Michigan preservationists are also working to reinstate the state historic tax credit, which would encourage owners of historic homes and commercial buildings to maintain and renovate their historic buildings by offering a tax credit that would reduce up to 25% of rehabilitation expenses on their state tax liability.

Incentivizing the rehabilitation of historic buildings is just as crucial to ensure they are protected for years to come — not only by helping to make those projects financially viable, but by preventing them from falling into such disrepair that the best option seems to demolish them all together.

The luxury watch brand Patek Philippe has an iconic advertising campaign that features a father and a son and bears the simple lines: “You never actually own a Patek Philippe. You merely look after it for the next generation.”
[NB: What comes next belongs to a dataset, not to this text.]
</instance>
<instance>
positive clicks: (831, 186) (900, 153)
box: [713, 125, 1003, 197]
A community’s historic buildings should be treated as such — no individual truly owns them, they merely serve as stewards, ensuring that the history, our culture, our built heritage, is able to be passed down and shared.

It is easy to get lost in the magic of old photos.

Imagine if those historic buildings and homes and blocks were still there, if they didn’t only have to exist in our mind’s eye. Imagine if we never had to comment “what a shame it is they tore that down,” if we could show our children and grandchildren all the buildings that were important to us, the homes we grew up in, the businesses we shopped in, the movie theaters we went to, the schools we went to.

Imagine if we viewed our historic buildings as necessary to protect and took the legislative action necessary to do so — transcending our own time and ownership, stewarding them for the next generation.

Anne Gentry graduated from Brown University with a degree in comparative literature and has studied in Italy and South Australia. She is currently executive director of the Alpena Downtown Development Authority.